Does Stream Enrich need DynamoDB connection?

I am trying to run Snowplow’s stream enrichment and I got this error:

[main] ERROR com.amazonaws.services.kinesis.leases.impl.LeaseManager - Failed to get table status for stream-enrich-test
[main] ERROR com.amazonaws.services.kinesis.clientlibrary.lib.worker.Worker - Caught exception when initializing LeaseCoordinator

I looked around and seems that I have to create DynamoDB table for this. So I am wondering if DynamoDB table is a must in setting up stream enrichment because in the Snowplow’s setup guide, it’s not mentioned explicitly that we have to setup dynamoDB to run stream enrichment.

Hi @aditya Stream Enrich uses the KCL (Kinesis Client Library) under the hood which in turn uses DynamoDB to manage its state. This allows for multiple Stream Enrich processes to work concurrently on a single stream without duplicating records as the table allows them to distribute shards to workers correctly and know where in the stream they are up to.

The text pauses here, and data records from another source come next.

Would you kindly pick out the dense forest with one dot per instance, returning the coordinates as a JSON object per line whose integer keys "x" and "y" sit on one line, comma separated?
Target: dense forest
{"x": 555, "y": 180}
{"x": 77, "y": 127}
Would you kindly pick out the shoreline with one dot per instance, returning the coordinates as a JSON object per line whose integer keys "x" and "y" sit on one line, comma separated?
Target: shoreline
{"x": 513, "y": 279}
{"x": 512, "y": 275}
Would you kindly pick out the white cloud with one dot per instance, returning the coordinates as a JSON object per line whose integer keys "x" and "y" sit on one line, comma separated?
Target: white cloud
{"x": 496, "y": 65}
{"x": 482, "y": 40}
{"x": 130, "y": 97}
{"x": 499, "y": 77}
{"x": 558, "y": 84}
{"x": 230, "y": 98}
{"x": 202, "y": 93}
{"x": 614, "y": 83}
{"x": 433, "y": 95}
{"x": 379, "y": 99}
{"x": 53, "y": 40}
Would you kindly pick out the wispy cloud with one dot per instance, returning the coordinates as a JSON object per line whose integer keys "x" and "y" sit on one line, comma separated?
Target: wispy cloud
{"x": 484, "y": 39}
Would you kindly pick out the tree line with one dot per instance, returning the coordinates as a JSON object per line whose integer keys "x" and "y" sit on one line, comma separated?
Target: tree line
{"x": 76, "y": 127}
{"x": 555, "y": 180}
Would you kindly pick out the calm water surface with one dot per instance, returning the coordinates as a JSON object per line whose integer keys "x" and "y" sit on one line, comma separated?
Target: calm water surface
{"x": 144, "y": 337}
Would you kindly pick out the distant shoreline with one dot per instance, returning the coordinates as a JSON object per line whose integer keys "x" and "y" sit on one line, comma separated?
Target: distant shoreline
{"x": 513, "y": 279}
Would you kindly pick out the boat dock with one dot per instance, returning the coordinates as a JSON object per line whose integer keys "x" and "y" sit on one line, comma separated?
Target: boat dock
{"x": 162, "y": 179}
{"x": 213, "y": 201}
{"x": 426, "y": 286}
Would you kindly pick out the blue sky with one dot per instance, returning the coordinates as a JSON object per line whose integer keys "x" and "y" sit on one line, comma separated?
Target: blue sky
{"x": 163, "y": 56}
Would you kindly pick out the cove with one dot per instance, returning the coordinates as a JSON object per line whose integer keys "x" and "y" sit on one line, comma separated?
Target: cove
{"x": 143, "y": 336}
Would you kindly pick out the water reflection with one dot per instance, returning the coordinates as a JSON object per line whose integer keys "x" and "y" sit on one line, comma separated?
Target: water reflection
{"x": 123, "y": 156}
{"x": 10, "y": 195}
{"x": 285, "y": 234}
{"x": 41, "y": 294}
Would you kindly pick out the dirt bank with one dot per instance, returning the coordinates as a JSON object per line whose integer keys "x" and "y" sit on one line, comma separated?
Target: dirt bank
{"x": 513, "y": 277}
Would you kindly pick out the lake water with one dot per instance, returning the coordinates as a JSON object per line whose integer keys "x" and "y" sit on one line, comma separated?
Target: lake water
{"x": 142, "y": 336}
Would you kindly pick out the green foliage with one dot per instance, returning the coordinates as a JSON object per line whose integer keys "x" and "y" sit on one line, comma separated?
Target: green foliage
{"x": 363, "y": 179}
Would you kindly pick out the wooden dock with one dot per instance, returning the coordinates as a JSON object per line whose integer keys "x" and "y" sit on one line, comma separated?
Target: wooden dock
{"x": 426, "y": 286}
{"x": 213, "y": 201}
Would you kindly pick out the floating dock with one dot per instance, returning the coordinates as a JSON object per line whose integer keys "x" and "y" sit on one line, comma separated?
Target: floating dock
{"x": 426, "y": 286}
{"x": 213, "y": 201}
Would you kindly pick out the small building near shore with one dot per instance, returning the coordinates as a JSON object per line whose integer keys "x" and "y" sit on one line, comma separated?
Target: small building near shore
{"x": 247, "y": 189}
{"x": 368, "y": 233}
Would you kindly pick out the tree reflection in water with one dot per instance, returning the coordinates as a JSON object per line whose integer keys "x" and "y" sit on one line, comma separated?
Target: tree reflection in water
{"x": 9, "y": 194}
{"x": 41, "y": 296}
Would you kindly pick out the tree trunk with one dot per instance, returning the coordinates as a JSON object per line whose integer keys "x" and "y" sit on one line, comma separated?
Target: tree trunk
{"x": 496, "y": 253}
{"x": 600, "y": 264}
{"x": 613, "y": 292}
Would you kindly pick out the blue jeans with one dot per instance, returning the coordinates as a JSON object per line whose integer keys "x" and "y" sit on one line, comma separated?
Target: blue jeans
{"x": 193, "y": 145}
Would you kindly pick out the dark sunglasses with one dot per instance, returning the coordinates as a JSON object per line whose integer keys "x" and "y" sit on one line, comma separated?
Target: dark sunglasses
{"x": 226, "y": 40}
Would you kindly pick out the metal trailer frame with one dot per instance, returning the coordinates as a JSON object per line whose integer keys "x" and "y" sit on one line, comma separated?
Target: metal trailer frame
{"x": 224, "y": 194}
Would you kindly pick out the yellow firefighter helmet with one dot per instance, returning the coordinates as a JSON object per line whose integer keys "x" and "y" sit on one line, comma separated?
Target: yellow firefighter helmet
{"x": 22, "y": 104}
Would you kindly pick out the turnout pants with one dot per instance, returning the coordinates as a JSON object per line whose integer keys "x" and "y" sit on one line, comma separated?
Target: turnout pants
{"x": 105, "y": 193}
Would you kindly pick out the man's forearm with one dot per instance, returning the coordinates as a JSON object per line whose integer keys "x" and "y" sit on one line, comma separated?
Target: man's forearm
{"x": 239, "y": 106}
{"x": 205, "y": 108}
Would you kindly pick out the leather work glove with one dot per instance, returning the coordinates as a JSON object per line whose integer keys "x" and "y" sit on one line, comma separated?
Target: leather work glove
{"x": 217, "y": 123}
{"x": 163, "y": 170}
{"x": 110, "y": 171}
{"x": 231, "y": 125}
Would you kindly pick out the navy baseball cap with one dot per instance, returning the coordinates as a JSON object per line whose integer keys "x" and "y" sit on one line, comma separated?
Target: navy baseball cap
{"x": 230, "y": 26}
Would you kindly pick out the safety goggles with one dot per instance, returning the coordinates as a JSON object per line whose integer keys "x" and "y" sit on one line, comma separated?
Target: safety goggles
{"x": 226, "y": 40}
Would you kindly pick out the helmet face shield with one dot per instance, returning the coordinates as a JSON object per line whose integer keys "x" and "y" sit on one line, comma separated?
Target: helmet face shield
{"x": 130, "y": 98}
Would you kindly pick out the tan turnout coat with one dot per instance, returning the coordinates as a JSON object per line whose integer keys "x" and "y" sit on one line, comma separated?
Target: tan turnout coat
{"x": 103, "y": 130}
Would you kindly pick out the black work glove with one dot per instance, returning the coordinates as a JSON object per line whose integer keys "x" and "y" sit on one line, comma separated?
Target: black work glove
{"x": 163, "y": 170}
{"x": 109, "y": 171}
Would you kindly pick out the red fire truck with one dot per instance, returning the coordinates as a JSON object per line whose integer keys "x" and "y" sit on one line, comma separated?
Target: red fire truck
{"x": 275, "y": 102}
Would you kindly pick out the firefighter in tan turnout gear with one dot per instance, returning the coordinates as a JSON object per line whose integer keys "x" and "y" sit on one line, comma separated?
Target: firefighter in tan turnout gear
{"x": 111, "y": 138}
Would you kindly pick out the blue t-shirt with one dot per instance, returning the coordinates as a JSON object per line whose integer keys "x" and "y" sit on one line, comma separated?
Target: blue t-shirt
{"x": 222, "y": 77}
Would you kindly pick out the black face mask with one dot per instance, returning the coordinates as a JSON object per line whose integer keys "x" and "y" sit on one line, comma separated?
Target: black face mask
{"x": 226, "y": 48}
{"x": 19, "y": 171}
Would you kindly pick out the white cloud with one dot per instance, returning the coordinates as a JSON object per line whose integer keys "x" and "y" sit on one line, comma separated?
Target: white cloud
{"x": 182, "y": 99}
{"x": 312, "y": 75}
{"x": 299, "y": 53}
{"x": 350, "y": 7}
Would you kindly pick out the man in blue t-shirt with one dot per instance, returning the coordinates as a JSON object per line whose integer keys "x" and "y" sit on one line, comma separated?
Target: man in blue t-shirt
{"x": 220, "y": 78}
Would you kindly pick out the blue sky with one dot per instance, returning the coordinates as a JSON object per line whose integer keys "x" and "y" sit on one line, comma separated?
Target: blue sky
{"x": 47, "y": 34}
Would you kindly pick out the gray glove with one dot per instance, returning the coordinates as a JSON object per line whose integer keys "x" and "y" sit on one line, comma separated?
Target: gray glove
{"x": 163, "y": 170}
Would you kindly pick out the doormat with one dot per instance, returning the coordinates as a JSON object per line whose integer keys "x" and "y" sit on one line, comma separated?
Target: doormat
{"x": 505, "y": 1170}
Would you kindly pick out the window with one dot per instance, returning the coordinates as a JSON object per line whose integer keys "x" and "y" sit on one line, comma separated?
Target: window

TLDR; yes you need DynamoDB! The application will make the table for you as long as you give it sufficient AWS permissions here.

1 Like

Thanks josh! TLDR helped a lot! hahaha

Thanks for the explanation as well. I didn’t find enough explanation of this in the snowplow setup guide on github.

No worries! Will flag it to the team to add to our documentation.

1 Like

Awesome. Thanks!!

Hi @aditya,

Could you please share did you figure this out?

Thanks!

Hi @AllenWeieiei - you need to allow the Stream Enrich process to create a DynamoDB table - if it cannot the permissions available to the process are not sufficiently high to do what it needs to do.

@josh Thanks!

1 Like

As @josh said, The answer is YES, Stream enrich needs dynamoDB table. So you have to allow permission to create, write, read to dynamoDB. I just allow all privilege for simplicity but that’s not a very good practice.